# My new friends... no fins but still aquatic



## freemike (Feb 3, 2012)

I picked up two frogs for my 2.5 gallon aquarium while out getting plants. I believe one is female and the other male.


----------



## MollyJean (Dec 29, 2009)

Ahhhh i love froggies!!! What else do you have in the tank with them?


----------



## freemike (Feb 3, 2012)

It's just them I'm getting a 5 or 10 gallon (he's not sure how big it is) tank from my brother and will be setting up a frog tank.

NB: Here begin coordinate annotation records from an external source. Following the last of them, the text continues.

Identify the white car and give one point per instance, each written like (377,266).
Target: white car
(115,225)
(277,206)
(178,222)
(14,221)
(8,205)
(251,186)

I may put a small school of cory's with them.


----------



## Olympia (Aug 25, 2011)

I want ADFs so bad <3


----------



## betta lover1507 (Aug 6, 2011)

lovely frogs  be careful for no mating, unless you want them to :I


----------



## djembekah (Feb 13, 2012)

i want adfs so much now! so cute wow.


----------



## Pitluvs (Jun 22, 2011)

You'd be better off with a mid or top dweller fish with your frogs, adding another bottom dweller with bottom dwelling frog makes them compete for space and food  

They're cute


----------



## freemike (Feb 3, 2012)

Interesting but I've changed my mind again lol... I'm thinking about going with assassin snails.


----------